THE owner of a popular Indian restaurant has been ordered to pay £5,500 in fines and costs for failing to maintain a clean premises and enforce adequate food hygiene regulations.

Komruz Zaman, the owner of Compton’s Bengal Cottage Restaurant, was found guilty of failing to maintain adequate cleaning procedures despite repeated warnings and advice from Derbyshire Dales District Council health inspectors and Rentokil pest control reports during a six-month period from December 2007 to May 2008.
Zaman told the hearing at Derby Magistrates’ Court: “In 10 years I’ve never had a complaint or anyone who has suffered food poisoning, no one in town has a bad word to say about my restaurant — I do not know where the cockroaches are coming from.
“My kitchen and dining room are always clean. We clean it after service, brush up, mop up and brush up again. The kitchen is spotless and I have nothing to hide.” However, the court heard reports by Rentokil, had ticked the boxes for ‘stock damage, contamination, disease risk’ as far back as December 6, 2007 and again the same problems were noted in a January 2008 report and food debris behind equipment was noted on February 29, 2008.
Magistrates imposed a £4,000 fine for failing to maintain the premises, plus £1,500 costs as a stark warning to other businesses who fail to clean up their act but the hearing did acknowledge that since the May 9, 2008 inspection, the owner had taken positive steps including employing a new pest control contractor and his staff have undertaken level two food hygiene courses.
Colin Slaney, a pest control expert who is currently contracted to eradicate infestations at Bengal Cottage, told the court: “Once a cockroach is introduced to a building it is extremely difficult to eradicate them and they can thrive, regardless of whether a premises is clean or dirty.” In his closing statement defence solicitor, Robert Mundy, said: “Mr Zaman did not want to have a ‘tick box’ approach to cleaning procedures.
“He was there to over see things and take control, rather than adhere to the bureaucracy of a check list approach.
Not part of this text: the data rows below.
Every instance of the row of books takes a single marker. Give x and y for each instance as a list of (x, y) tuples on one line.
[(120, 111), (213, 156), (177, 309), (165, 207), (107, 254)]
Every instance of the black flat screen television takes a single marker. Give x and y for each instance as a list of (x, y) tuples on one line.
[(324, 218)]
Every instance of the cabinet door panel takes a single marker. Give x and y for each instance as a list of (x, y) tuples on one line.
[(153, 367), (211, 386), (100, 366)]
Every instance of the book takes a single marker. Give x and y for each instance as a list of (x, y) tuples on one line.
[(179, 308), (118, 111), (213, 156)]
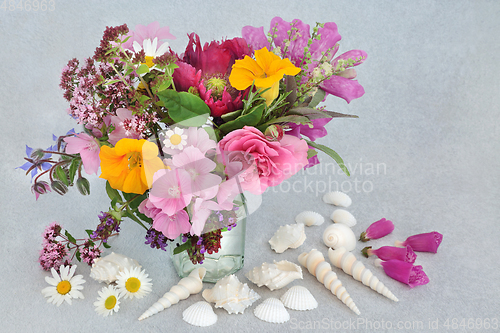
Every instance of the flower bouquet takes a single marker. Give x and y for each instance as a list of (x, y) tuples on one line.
[(180, 137)]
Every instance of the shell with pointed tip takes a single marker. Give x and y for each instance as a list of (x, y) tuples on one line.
[(107, 268), (310, 218), (337, 198), (276, 275), (272, 311), (344, 259), (337, 235), (232, 295), (299, 298), (344, 217), (317, 266), (200, 314), (288, 236), (191, 284)]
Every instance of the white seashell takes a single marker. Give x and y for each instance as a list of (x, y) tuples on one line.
[(299, 298), (200, 314), (272, 311), (191, 284), (344, 217), (106, 269), (275, 276), (337, 235), (317, 266), (337, 198), (310, 218), (288, 236), (229, 293), (344, 259)]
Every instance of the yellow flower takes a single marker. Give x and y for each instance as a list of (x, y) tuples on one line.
[(266, 70), (130, 165)]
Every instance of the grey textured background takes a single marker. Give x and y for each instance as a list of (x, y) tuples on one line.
[(428, 121)]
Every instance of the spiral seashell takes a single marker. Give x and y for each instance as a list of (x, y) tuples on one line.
[(317, 266), (232, 295), (344, 259), (337, 198), (299, 298), (344, 217), (275, 276), (309, 218), (337, 235), (288, 236), (107, 268), (272, 311), (200, 314), (191, 284)]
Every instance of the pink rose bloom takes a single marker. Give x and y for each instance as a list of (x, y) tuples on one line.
[(274, 161)]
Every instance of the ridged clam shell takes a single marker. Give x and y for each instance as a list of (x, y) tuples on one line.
[(337, 198), (288, 236), (200, 314), (299, 298), (272, 311), (344, 217), (310, 218)]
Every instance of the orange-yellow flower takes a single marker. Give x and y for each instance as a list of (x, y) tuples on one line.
[(266, 70), (129, 166)]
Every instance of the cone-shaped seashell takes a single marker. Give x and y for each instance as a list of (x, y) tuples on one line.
[(337, 198), (344, 259), (317, 266), (191, 284), (106, 269), (344, 217), (272, 311), (299, 298), (339, 235), (229, 293), (200, 314), (275, 276), (309, 218), (288, 236)]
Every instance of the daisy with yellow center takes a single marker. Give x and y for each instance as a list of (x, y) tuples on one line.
[(64, 287), (133, 283)]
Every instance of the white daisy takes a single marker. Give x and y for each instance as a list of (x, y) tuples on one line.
[(64, 287), (133, 283), (108, 301)]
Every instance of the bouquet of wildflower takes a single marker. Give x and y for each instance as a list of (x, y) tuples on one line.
[(178, 137)]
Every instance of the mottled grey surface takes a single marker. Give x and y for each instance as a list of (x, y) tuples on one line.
[(423, 153)]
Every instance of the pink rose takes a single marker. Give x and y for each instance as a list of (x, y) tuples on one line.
[(274, 161)]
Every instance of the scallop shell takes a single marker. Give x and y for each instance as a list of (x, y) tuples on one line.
[(229, 293), (310, 218), (200, 314), (272, 311), (337, 235), (344, 217), (107, 268), (288, 236), (337, 198), (276, 275), (299, 298)]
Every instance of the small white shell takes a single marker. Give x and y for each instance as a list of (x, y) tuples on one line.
[(310, 218), (200, 314), (272, 311), (344, 217), (299, 298), (288, 236), (337, 198), (337, 235)]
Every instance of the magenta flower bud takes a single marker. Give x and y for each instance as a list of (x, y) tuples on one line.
[(377, 230), (428, 242), (404, 272)]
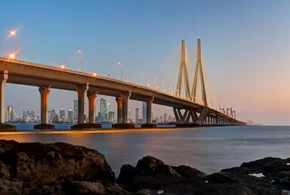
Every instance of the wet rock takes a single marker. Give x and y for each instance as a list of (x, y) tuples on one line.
[(220, 178), (93, 188), (127, 174), (188, 172), (166, 171), (41, 164), (147, 165)]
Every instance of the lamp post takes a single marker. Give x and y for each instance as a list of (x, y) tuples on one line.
[(121, 66), (14, 33), (12, 56), (82, 58)]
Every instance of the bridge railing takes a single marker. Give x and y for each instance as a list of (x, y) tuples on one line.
[(98, 76)]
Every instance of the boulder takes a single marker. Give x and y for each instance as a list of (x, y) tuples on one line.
[(127, 174), (163, 170), (93, 188), (147, 165), (189, 172), (39, 164)]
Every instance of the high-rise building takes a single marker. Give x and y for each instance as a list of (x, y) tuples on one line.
[(144, 111), (32, 115), (52, 115), (13, 117), (9, 109), (169, 118), (111, 116), (37, 118), (107, 111), (6, 115), (70, 115), (75, 110), (136, 114), (165, 117), (103, 108), (62, 115)]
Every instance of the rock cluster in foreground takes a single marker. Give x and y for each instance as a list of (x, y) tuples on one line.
[(64, 169)]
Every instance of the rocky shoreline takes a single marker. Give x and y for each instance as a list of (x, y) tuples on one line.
[(64, 169)]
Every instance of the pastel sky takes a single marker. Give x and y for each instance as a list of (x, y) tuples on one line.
[(246, 47)]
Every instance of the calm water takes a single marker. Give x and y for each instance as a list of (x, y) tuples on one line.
[(207, 149)]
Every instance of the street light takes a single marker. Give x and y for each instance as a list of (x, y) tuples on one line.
[(12, 56), (145, 75), (121, 66), (82, 58), (14, 33)]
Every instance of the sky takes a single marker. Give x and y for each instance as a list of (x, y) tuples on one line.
[(246, 46)]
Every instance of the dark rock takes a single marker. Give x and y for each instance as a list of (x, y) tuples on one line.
[(147, 165), (127, 174), (220, 178), (7, 128), (188, 172), (41, 164), (92, 188), (165, 170)]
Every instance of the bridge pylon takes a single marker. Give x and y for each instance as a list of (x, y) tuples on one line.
[(199, 72), (183, 74)]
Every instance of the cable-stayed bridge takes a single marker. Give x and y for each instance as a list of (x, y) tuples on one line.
[(192, 105)]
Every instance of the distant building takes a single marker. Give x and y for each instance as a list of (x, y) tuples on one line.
[(9, 110), (165, 117), (62, 115), (6, 115), (136, 114), (169, 118), (37, 118), (13, 117), (103, 108), (107, 111), (111, 116), (144, 111), (75, 111), (70, 115), (52, 115)]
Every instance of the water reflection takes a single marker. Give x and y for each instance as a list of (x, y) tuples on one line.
[(207, 149)]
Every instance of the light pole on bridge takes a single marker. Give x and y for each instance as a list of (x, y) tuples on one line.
[(121, 66), (82, 58), (14, 34), (145, 78)]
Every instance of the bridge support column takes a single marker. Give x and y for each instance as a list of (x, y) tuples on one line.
[(82, 119), (149, 123), (44, 93), (92, 106), (119, 109), (122, 103), (3, 126), (81, 90), (125, 100)]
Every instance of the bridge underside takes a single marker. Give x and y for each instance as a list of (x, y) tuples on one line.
[(201, 117)]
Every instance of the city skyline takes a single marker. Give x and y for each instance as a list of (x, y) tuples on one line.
[(229, 51), (68, 115)]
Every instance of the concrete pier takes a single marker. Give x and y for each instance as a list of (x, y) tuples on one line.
[(92, 107), (122, 104), (3, 80), (149, 123), (44, 93)]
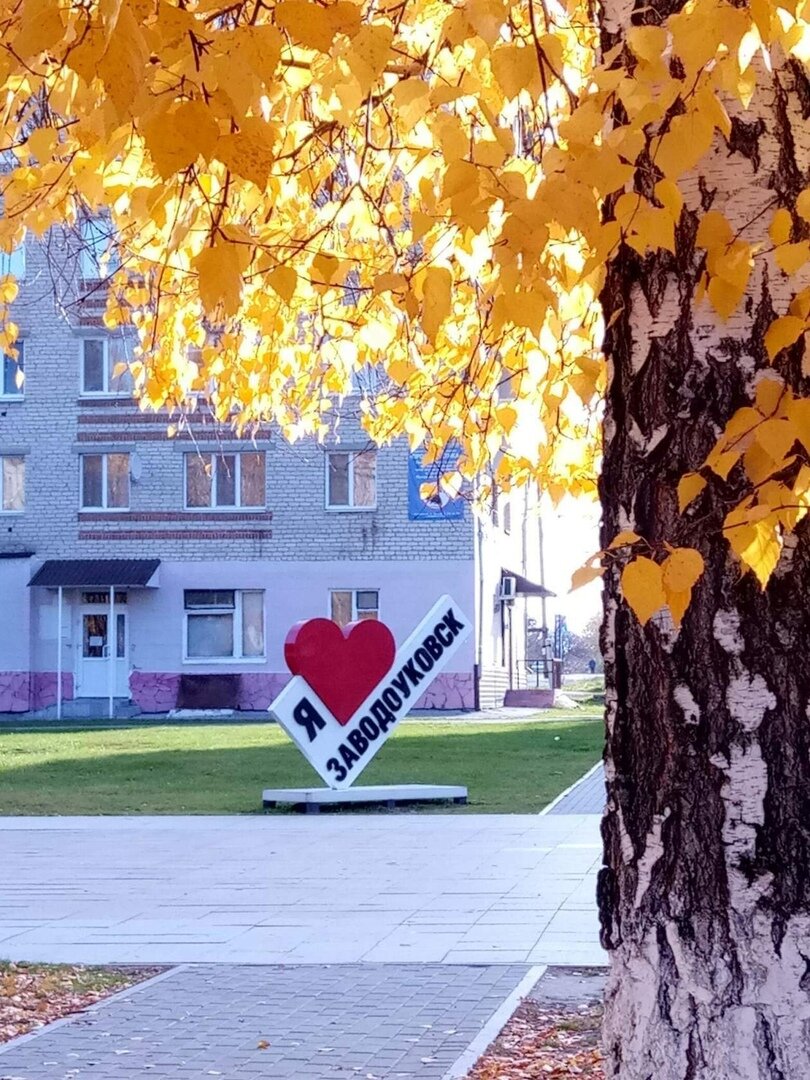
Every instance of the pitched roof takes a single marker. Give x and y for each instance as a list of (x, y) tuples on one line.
[(95, 572)]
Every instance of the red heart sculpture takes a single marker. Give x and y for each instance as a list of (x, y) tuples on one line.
[(342, 666)]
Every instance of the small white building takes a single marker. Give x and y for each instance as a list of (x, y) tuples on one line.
[(143, 572)]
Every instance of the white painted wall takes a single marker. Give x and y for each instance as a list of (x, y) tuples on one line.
[(15, 634)]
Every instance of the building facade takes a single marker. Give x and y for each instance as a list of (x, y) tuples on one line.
[(156, 572)]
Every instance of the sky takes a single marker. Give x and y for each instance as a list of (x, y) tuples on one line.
[(570, 536)]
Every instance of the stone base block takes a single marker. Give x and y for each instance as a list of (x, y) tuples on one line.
[(539, 698), (310, 799)]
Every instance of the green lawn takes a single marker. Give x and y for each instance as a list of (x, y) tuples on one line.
[(509, 768)]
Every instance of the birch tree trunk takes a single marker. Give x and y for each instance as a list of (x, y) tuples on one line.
[(704, 899)]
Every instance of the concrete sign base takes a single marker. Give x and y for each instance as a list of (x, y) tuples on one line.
[(390, 795)]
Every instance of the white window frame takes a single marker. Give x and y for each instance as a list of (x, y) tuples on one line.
[(104, 455), (3, 511), (365, 589), (238, 658), (108, 366), (18, 392), (350, 507), (213, 505), (13, 262)]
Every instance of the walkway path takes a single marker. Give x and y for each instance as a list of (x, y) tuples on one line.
[(307, 1023), (333, 889), (585, 796)]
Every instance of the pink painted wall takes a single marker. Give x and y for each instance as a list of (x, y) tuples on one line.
[(21, 691), (157, 691)]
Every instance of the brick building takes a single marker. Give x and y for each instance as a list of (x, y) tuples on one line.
[(134, 566)]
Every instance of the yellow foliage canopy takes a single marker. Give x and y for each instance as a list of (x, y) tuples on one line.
[(299, 189)]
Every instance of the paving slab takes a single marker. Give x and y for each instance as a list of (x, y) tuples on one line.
[(313, 1023), (406, 888), (585, 796)]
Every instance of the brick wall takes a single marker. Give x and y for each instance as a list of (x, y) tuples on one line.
[(53, 422)]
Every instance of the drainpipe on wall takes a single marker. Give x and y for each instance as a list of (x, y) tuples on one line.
[(58, 653), (111, 650)]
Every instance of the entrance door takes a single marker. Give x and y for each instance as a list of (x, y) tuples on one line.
[(94, 661)]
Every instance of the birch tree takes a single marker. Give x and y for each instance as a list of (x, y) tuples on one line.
[(574, 241)]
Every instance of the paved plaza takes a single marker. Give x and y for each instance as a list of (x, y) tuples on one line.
[(333, 889), (306, 1023), (378, 946)]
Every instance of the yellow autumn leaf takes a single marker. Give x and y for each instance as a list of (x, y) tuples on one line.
[(682, 569), (689, 487), (648, 42), (41, 28), (677, 603), (643, 588), (283, 281), (436, 296), (585, 575), (792, 257), (220, 278), (515, 67), (757, 544)]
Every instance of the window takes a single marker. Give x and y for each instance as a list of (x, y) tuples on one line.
[(97, 256), (105, 481), (12, 386), (12, 484), (353, 605), (225, 481), (225, 624), (13, 262), (103, 370), (351, 480)]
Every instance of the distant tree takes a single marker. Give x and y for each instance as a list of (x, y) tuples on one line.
[(584, 647)]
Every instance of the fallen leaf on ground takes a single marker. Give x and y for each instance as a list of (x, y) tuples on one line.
[(32, 995), (545, 1042)]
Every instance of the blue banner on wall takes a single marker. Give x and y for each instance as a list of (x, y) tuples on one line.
[(441, 507)]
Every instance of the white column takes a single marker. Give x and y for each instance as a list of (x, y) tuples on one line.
[(111, 649), (58, 653)]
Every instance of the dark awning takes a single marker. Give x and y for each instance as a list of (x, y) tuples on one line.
[(526, 588), (95, 572)]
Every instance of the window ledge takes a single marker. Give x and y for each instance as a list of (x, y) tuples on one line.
[(199, 661), (351, 510), (106, 394)]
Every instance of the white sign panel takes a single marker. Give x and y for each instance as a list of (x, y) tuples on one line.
[(338, 752)]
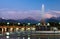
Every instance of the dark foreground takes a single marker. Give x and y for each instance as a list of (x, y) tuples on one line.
[(48, 35)]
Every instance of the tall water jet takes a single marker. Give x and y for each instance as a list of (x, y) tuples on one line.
[(42, 12)]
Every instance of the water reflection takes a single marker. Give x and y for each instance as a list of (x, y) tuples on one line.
[(27, 37)]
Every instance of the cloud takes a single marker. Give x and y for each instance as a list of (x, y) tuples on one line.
[(18, 14), (49, 15)]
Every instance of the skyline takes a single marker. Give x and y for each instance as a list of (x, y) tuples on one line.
[(20, 9)]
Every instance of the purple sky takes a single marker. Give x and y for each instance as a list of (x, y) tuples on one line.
[(20, 9)]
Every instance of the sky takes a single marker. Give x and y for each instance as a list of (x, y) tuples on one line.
[(20, 9)]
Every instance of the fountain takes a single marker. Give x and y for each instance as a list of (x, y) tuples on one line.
[(42, 20)]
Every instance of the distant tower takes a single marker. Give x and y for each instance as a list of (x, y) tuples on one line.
[(42, 12)]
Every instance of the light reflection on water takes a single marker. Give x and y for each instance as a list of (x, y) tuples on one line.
[(29, 38)]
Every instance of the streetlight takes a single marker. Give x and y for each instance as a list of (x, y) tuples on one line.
[(18, 23), (59, 23), (8, 23), (48, 24), (28, 23), (39, 24), (55, 29)]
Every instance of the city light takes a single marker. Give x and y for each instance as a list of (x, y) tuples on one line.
[(32, 28), (59, 22), (18, 23), (7, 33), (7, 37), (28, 29), (8, 23), (28, 23), (22, 29), (48, 24), (39, 24)]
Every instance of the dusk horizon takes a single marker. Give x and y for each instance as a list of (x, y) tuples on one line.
[(22, 9)]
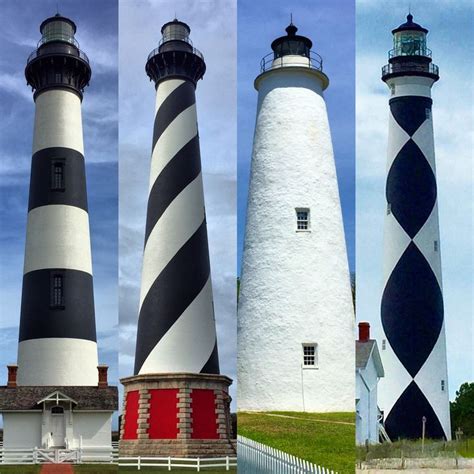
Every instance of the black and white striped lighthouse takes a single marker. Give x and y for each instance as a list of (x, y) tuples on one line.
[(177, 392), (57, 342), (415, 388)]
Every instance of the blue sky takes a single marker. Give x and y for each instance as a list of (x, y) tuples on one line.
[(451, 39), (97, 35), (213, 32), (330, 24)]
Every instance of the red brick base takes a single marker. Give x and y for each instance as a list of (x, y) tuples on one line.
[(177, 415)]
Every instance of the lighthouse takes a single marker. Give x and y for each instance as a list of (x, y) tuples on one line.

“Rentokil did not make the necessary number of visits they should have done, they should have done better.
“Cleaning food debris under the cooker is not going to make any difference once a cockroach is introduced as these creatures can live in the cleanest of environments.” Magistrates said: “In this case there is no dispute that on May 9 there was a cockroach infestation at Bengal Cottage.
“I cannot accept cockroaches suddenly appeared, given the premises history.
“The defence raised the argument that Zaman was let down by Rentokil, but pest control is a twoway street involving both contractor and client and the client cannot absorb liability by claiming the contractor did not do a sufficient job.”